Shame about some of the slide transition speeds mind. Just read quickly and/or watch repeatedly is my humble advice!

Fantastic cyborg :D

I agree. That's one of the most eloquent demonstrations of an analogy of evolution I've seen yet.

Strike that. Remove the "one of" from my sentence.
 
I agree. That's one of the most eloquent demonstrations of an analogy of evolution I've seen yet.

Strike that. Remove the "one of" from my sentence.

I agree... and I posted that link almost 5 months ago...


http://www.internationalskeptics.com/forums/showthread.php?p=2727740&highlight=watch#post2727740
#1387 and it was, of course, completely ignored by at least 3 of the people who are ignoring it on this thread. They could have watched it... but they don't-- or they never commented on it. That's why some must go on "ignore".

Also, the Dover trial was recently broadcast and multiple links were provided. If someone wanted to discuss how ID actually argues-- there was plenty of evidence to do so. But instead they presume they know. They have no curiosity in regards to current knowledge on the topic. I believe Kleinman ignored the watch link also. Actions (or non-actions) speak louder than words.

Why would a person pretend to have expertise in an area he has no interest in or curiosity about-- something he doesn't keep up on?
 
... anybody who fails to watch it will retire from this thread through boredom of receiving my "Watch the Post #1556 link!" stock responses!

Shame about some of the slide transition speeds mind. Just read quickly and/or watch repeatedly is my humble advice!

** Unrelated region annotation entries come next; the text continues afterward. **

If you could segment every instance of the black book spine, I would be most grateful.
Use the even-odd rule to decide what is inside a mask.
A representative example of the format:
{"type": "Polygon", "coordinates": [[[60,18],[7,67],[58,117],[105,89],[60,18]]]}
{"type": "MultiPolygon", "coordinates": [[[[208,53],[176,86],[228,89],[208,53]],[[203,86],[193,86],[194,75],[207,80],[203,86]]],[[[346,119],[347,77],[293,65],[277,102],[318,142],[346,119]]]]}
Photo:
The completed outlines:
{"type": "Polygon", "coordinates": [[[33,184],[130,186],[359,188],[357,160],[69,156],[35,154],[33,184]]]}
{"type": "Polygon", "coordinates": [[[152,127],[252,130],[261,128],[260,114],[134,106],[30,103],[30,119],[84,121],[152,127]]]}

You can PAUSE youTube videos :)


and I posted that link almost 5 months ago...

No-one has read all the backlog :D
 
Of couse, when it was posted back then, in an argument about randomness of evolution vs. not, the reason it wasn't commented on was it was a simulation of a static environment (selection bias) with only one selection criteria, a simulation that had the impossibility of extinction, static population size, and no competition from other kinds of watches to fill the niche.

While it illustrates a selection process, it was and still is a poor representation of a dynamic environment, with competition, extinction, and so on.

The result is actually very predictable as soon as you see his selection criteria of drawing three, and tossing the worst one.

It says nothing that is contested by anyone here, and is irrelevant to the point made. Oversimplification of models is a fun way to prove a point, any point.